I think that showing the outcome at the beginning of the video and only then starting explaining how it's done can be a kind of a "hook" for viewers. Keep it up!
It wasn't about Jennifer Lawrence, but using a prompt with a celebrity (that surely is included in the StableDiffusion model), helps improving the consistency between a sequence of frames.
Looks like the best way to do prepared this is to render the character against a green background and render the background separately. Then just key it out as normally.
Yes, green-screening the character in Blender and making 2 render-passes in SD, one with the character and one with the background, would also be an option. I used this method in one of my previous tutorials about creating an audio-reactive music video with StableDiffusion. Makes sense!
Right, temporal coherence still is one of the big issues with this technology. Still, it's getting better over time and just I'm trying to find some workarounds, by green-screening the character from the background and rendering it separately, which seems to produce better results in most cases. Also tried RunwayML Gen 1, but that's in my view not yet suitable for producing professional stuff, due to it's severe time limitations for rendering clips. Maybe I'll make a video about it, I I think I can add a valuable contribution to this topic.
This is incredible. But also insanely long and complicated. I hope someday they can make an AI that can generate this video all in 1 app. Something like ModelScope text to video synthesis 2. Or stable warpfusion. Or Runway Gen 1. Also you made this very long and complex. I think you could just use a video game like Blade & Soul to create the avatar, dance, background scene, and just record a video of the video game. Then input the video into stable diffusion. Using a video game could have saved you 100 of those steps.
I know, it's still a long process, but that's where we stand now. I'm working on a video to compare the pros and cons of Runway Gen 1 and Automatic1111 in video creation in a quick step by step guide, also giving some ideas how to deal with the Auto1111 temporal coherence issues. You are right in the sense that using a video game as an input could accelerate the process, but since I'm not so much into video-gaming, I had to go the more tedious way and create the input-footage myself. But it's a good advice that you gave!
Such a program has already been created by Epic Games. The Meta Human mobile application allows to record your movements as animation and voice acting in 5 minutes.
Great intro to that topic. But did you also manage to get a good video result, where the costume stays the same, as well as the background? If so, is there any chance for a follow-up video?
I'm just working on that issue! There've been a lot of developments in StableDiffusion since I've posted this video, and now it has become possible to produce stable, flicker-free animations of any person, just by using a Blender animation or a video input and a single facial photo of that person. I'm planning to post another tutorial in the coming week, this time using ComfyUI instead of Auto1111, as it's more versatile... just need to solve a few minor issues before I'm ready.
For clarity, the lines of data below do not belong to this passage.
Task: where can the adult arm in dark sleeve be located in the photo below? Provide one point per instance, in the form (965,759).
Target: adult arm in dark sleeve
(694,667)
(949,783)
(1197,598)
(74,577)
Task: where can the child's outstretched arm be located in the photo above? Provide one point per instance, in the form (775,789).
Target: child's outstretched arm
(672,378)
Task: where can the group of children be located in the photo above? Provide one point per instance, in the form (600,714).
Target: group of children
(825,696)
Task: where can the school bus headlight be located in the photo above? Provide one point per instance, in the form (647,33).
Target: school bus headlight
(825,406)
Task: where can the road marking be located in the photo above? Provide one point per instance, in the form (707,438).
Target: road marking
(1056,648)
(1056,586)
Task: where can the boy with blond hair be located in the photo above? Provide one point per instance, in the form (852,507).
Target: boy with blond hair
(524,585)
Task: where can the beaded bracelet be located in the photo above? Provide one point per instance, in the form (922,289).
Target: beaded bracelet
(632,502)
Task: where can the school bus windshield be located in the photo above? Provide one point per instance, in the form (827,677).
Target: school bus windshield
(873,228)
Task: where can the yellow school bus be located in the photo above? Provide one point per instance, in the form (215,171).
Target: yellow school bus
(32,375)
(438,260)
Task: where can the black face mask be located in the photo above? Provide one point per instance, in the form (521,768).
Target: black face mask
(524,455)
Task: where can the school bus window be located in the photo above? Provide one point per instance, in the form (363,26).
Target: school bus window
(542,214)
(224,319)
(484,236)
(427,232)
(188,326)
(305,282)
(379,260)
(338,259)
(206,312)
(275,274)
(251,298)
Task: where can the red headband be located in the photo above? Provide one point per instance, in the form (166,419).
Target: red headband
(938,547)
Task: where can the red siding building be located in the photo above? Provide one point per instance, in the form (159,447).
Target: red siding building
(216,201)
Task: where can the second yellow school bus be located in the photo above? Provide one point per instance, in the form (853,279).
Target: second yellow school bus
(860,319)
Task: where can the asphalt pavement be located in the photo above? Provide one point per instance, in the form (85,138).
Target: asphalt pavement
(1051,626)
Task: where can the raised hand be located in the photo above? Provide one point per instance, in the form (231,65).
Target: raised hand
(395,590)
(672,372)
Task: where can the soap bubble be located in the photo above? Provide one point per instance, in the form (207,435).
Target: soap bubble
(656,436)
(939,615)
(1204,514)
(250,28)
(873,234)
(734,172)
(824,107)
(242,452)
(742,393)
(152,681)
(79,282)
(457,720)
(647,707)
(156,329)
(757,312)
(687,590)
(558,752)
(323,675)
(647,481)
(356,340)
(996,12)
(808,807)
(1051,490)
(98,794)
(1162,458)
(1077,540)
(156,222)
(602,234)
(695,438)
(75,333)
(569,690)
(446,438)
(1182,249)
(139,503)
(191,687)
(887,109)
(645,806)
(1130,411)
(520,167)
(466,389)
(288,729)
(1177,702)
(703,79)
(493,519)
Well, the Deform extension still has some issues with temporal inconsistencies. You can get better results, if you set the Strength and CFG-Scale even lower, so StableDiffusion sticks closer to the original video. Also I found that batch img2img and ControlNet, with low strength and scale make the scene to stay more consistent.
Yeah, Automatic1111 is quite capable of producing great images, but there are still major issues with the temporal coherence in videos, which makes them look kind of trippy. But I think I'm about to crack that nut... just working on a new video, where I'll be addressing this issue (and hopefully can provide some ideas how to solve it). I'm also checking out some other stuff in this regard, like RunwayML Gen1, which is far from being a perfect solution, but gave me some conceptional ideas how to deal with the coherence issues in Automatic1111. Well, we shall see...
Yes, we're still at the beginning, but it's just amazing how fast the technology and the tools are developing. It's just great fun being part of it already at this early stage, watching it grow and adding some humble contributions to it.
Thanks a lot for this awesome tutorial and all your work. Would the ebsynth program not be a good step in the process to make the video look more consistent?
Yes, it might, and I've already installed the app, but didn't have the time yet, to get deeper into it. There's also an extension for Automatic1111 available under Extensions ->Availabe->Load from, which helps you through the process. Maybe I'll make a video about it, if I think I it can be helpful. Just working on another solution for improving the consistency, by green-screening the character in Blender and rendering it separately from the background scene, then making 2 render passes with batch img2img + 2 ControlNets, one for the character and one for the background, and putting them together again in my video editor. Looks promising and I'm going to make a quick tutorial about it soon, together with a short review about RunwayML Gen1.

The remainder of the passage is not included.